In 2017, the Institute of Museum and Library Services (IMLS) Reinvestment Fund, and the University of Pennsylvania’s Social Impact of the Arts Project, surveyed the range of ways museums and libraries of all types aim to address community challenges on their own or through strategic partnerships, and even spur change. Although three-years old, the case studies and conceptual framework presented translate to 2020 audiences. Read the Strengthening Networks, Sparking Change: Museums and Libraries as Community Catalysts report.
Chicago Beyond created the Why Am I Always Being Researched Guidebook as a way to level the playing field and reckon with unintended bias when it comes to research. This Guidebook will help bring awareness to any underlying biases and assumptions, and in turn, will lead to a more authentic, collaborative truth in your research process.
The American Alliance of Museums offers a Community & Audience Engagement Assessment to help your institution gather better input from your constituents, develop a more nuanced view about your community’s demographics and needs, and incorporate these findings into planning and operational decisions.
Resources to Create Deeper Community Engagement
For institutions both large and small, Culture Connect offers a useful COVID-19 Resource Center for Museums and Libraries, where you’ll find a variety of articles including:
- Your Guide to Rapid Content Development
- How to Get Your Field Trips, Education & Public Programming Online
- Bring Archives & Library Collections to Life!
- Scavenger Hunts & Games
Over the past few months, Cuseum has focused multiple webinar conversations around community engagement.
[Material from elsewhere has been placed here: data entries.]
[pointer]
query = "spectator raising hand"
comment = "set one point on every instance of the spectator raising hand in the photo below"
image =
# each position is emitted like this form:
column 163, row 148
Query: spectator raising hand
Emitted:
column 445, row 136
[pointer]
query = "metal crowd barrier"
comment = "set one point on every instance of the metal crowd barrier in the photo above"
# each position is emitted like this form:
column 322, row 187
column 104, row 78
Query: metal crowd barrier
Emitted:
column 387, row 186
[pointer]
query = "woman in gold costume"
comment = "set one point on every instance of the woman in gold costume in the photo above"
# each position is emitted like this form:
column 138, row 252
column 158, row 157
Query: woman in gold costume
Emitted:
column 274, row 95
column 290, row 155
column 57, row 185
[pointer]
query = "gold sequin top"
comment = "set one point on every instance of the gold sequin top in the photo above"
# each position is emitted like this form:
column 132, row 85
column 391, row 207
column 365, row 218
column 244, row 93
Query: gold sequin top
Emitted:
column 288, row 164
Some recorded webinars include:
- How to Keep Your Audience Engaged, Entertained, and Inspired in the Age of Coronavirus
- Virtual Memberships: Creating Digital Benefits & Virtual Access for Members
- Re-Opening Museums & Cultural Attractions: Succeeding in the Post-COVID Era with Digital Tools
- Membership Marketing, Audience Shifts & Community Engagement after Coronavirus
From organic social media strategy, to website analytics, Sprout Social offers 41 Must-Have Digital Marketing Tools to help you save time, keep your sanity, and successfully grow your online community.
Since the outbreak of COVID-19, many museums have harnessed the power of social media to make virtual visitors feel more connected. The International Council of Museums (ICOM) offers a list of inspiring examples that go beyond museum walls to create a deeper experience for audiences.
We hope these resources and tools will be of value to you and your institution as you continue to create your own, unique online community that is worth being a part of now, and in the post-COVID-19 era.
Let’s put our audiences at the heart of our work.